Soviet radar calibration satellite

Kosmos 695 (Космос 695 meaning Cosmos 695), also known as DS-P1-Yu No.73, was a Soviet satellite which was launched in 1974 as part of the Dnepropetrovsk Sputnik programme. It was a 400 kg spacecraft, which was built by the Yuzhnoye Design Bureau, and was used as a radar calibration target for anti-ballistic missile tests.

A Kosmos-2I 63SM carrier rocket was used to launch Kosmos 695 from Site 133/1 of the Plesetsk Cosmodrome. The launch occurred at 11:59:58 UTC on 20 November 1974, and resulted in the satellite successfully reaching low Earth orbit. Upon reaching orbit, the satellite was assigned its Kosmos designation, and received the International Designator 1974-091A. The North American Aerospace Defense Command assigned it the catalogue number 07538.

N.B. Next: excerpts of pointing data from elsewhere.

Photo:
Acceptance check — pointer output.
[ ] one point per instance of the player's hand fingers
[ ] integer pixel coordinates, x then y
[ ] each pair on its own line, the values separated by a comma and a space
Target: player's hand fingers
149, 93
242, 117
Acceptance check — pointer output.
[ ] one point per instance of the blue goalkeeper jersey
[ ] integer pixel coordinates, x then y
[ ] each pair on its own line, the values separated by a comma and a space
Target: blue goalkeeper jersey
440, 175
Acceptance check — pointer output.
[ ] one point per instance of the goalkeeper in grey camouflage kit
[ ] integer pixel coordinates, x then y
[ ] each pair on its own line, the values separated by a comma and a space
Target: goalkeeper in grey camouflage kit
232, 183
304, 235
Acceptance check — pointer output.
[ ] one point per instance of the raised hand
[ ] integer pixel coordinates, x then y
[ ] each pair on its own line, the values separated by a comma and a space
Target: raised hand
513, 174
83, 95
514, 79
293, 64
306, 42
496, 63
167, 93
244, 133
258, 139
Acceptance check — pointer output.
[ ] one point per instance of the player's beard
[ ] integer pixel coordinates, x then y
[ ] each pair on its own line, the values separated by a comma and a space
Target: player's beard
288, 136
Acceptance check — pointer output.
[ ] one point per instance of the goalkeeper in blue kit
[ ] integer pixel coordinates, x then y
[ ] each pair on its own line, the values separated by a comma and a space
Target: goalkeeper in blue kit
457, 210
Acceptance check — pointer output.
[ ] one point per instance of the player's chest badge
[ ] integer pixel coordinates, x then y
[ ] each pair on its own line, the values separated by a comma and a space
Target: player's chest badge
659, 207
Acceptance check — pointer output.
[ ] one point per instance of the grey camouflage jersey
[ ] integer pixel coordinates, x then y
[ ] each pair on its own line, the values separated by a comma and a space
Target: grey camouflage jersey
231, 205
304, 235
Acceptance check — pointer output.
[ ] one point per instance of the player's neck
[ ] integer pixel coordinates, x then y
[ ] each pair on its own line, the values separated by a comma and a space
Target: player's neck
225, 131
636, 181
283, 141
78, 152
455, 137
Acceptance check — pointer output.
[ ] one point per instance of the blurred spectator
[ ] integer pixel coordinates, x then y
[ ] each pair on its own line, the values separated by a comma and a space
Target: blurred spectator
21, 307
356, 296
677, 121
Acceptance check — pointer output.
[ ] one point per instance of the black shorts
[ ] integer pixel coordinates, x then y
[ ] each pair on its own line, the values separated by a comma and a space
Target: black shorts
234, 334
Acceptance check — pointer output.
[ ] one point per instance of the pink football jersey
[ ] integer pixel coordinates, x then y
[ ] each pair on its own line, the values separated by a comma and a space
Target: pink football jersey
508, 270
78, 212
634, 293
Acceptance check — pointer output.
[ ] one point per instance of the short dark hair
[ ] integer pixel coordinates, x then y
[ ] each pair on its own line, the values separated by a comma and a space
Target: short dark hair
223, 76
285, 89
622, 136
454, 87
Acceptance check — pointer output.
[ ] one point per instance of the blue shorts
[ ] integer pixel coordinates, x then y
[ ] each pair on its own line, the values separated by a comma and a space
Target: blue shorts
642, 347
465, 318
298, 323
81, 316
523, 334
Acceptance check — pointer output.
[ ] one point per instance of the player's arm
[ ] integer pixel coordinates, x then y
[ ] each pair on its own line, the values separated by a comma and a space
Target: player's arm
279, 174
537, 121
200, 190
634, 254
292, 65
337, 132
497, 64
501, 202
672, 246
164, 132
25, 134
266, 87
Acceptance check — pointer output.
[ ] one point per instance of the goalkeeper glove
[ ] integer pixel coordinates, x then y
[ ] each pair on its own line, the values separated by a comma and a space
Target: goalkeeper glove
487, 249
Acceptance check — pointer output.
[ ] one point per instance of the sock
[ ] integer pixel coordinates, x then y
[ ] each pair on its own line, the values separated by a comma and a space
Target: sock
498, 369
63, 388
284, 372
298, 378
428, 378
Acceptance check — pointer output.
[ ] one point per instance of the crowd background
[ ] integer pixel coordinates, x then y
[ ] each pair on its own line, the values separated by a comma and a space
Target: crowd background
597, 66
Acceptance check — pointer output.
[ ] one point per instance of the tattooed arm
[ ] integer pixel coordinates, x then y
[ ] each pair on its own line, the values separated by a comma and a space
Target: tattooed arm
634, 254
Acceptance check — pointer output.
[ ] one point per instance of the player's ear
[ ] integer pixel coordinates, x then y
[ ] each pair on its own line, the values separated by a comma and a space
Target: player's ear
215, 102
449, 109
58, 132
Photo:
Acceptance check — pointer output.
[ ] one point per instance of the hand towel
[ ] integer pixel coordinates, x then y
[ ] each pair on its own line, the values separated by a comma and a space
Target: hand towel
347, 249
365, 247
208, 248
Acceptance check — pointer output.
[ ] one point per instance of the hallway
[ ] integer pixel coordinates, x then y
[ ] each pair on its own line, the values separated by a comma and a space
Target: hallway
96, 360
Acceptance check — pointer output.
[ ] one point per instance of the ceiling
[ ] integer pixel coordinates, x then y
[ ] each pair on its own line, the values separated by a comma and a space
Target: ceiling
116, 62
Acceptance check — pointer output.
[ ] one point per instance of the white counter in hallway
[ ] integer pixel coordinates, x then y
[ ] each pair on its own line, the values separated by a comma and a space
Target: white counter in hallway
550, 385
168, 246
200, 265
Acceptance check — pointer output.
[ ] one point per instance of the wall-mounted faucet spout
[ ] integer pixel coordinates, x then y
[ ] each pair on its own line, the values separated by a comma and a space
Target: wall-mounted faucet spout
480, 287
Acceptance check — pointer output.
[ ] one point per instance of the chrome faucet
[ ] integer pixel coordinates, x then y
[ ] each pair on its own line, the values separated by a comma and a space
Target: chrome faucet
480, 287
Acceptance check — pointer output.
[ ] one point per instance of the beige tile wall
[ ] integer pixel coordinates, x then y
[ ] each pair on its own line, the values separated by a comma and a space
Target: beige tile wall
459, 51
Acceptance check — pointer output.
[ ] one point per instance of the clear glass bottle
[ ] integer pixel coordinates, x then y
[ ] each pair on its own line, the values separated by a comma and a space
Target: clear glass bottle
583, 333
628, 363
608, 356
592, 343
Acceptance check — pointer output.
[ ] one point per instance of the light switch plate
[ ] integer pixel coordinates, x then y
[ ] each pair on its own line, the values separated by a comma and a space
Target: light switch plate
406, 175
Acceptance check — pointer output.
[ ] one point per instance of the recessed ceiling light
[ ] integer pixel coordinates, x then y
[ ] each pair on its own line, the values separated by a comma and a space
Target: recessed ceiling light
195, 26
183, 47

Kosmos 695 was the seventy-third of seventy nine DS-P1-Yu satellites to be launched, and the sixty-sixth of seventy two to successfully reach orbit. It was operated in an orbit with a perigee of 268 km, an apogee of 449 km, 70.9 degrees of inclination, and an orbital period of 91.7 minutes. It remained in orbit until it decayed and reentered the atmosphere on 15 July 1975.